In this week’s lessons, we have been continuing to explore how comics work. We looked at two comic pages at the start of each lesson, and discussed how they used the panels to show different parts of the story, as well as how the reader needs to use their own imagination to draw out the stories that are implied in the panels.
We then looked at one of the primordial gods featured in the card set I made for you all: a Titan called Cronus. We saw how Cronus overpowered his own father, Ouranos, at the encouragement of his mother, Gaia, but then he himself was troubled by a similar prophecy that his own child would rise up against him. As a result, he would eat all of his children as soon as they were born! His wife, Rhea, soon grew tired of this, and tricked him with a stone wrapped in swaddling clothes. She then hid the infant on Crete, where he was brought up by nymphs and grew up to be Zeus. Zeus became a servant in the palace of Cronus, and then gave him a drink that made him vomit up all the other children. These children were the Olympian gods.
We did a quiz on the Olympian gods to explore who they were, and what their areas of power were. There are traditionally twelve, though sometimes Dionysus is included.
We looked at the Parthenon Frieze again, which the Athenians created to show, amongst many other things, the Olympians relaxing, possibly at one of their many feasts. We looked at what might happen at an Olympian feast. The ancient Greek writers described the Olympian gods as eating a food called “ambrosia” and a drink called “nektar”. These were golden and smelled fragrant, but we don’t know that much else about them.
We also looked at sacrifice to the Olympians. The ancient Greeks would sacrifice white skinned animals to the Olympians, who were infertile. They would wrap the bones in fat and burn them to the gods, but then eat the edible meat.

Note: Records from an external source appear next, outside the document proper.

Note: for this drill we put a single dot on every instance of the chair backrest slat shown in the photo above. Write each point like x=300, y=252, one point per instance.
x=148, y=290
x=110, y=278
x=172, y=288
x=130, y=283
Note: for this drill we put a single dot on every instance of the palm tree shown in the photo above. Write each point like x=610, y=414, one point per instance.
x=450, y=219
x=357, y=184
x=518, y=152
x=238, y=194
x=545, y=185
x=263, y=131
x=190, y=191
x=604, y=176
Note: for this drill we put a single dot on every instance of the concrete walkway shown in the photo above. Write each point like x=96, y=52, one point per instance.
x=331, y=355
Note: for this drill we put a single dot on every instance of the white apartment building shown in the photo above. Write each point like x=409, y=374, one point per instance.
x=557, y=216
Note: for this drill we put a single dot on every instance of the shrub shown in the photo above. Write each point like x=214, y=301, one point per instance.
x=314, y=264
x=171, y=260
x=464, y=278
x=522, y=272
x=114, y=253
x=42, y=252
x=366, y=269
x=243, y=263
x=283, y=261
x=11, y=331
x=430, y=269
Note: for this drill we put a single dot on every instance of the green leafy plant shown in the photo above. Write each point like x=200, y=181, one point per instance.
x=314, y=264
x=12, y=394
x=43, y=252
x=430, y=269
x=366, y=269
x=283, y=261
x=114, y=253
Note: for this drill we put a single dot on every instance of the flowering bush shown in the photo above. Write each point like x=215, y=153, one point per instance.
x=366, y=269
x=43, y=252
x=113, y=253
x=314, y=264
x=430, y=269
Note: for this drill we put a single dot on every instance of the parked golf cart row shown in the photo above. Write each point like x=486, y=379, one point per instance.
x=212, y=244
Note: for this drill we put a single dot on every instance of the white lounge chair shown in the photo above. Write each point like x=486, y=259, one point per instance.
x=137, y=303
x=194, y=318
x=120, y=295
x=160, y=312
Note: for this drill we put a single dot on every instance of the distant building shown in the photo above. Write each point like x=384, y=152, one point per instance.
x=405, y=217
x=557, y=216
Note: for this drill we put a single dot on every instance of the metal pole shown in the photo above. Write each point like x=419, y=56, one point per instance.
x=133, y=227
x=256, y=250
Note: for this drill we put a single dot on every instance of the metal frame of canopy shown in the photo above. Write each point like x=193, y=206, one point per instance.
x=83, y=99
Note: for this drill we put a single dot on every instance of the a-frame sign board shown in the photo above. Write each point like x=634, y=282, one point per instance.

We then translated chapter two of Telling Tales in Latin, which tells the story of the Four Ages of Mankind, starting with the Golden Age, under the reign of Saturn, when everything was shared and peaceful, and eventually descending to the violence and greed of the Iron Age.
Finally, we looked at one of the primordial creatures, the Hekatoncheires, who had one hundred hands and fifty heads, and were in charge of creating blustering winds. For your homework, I asked you to create your own Greek style monster!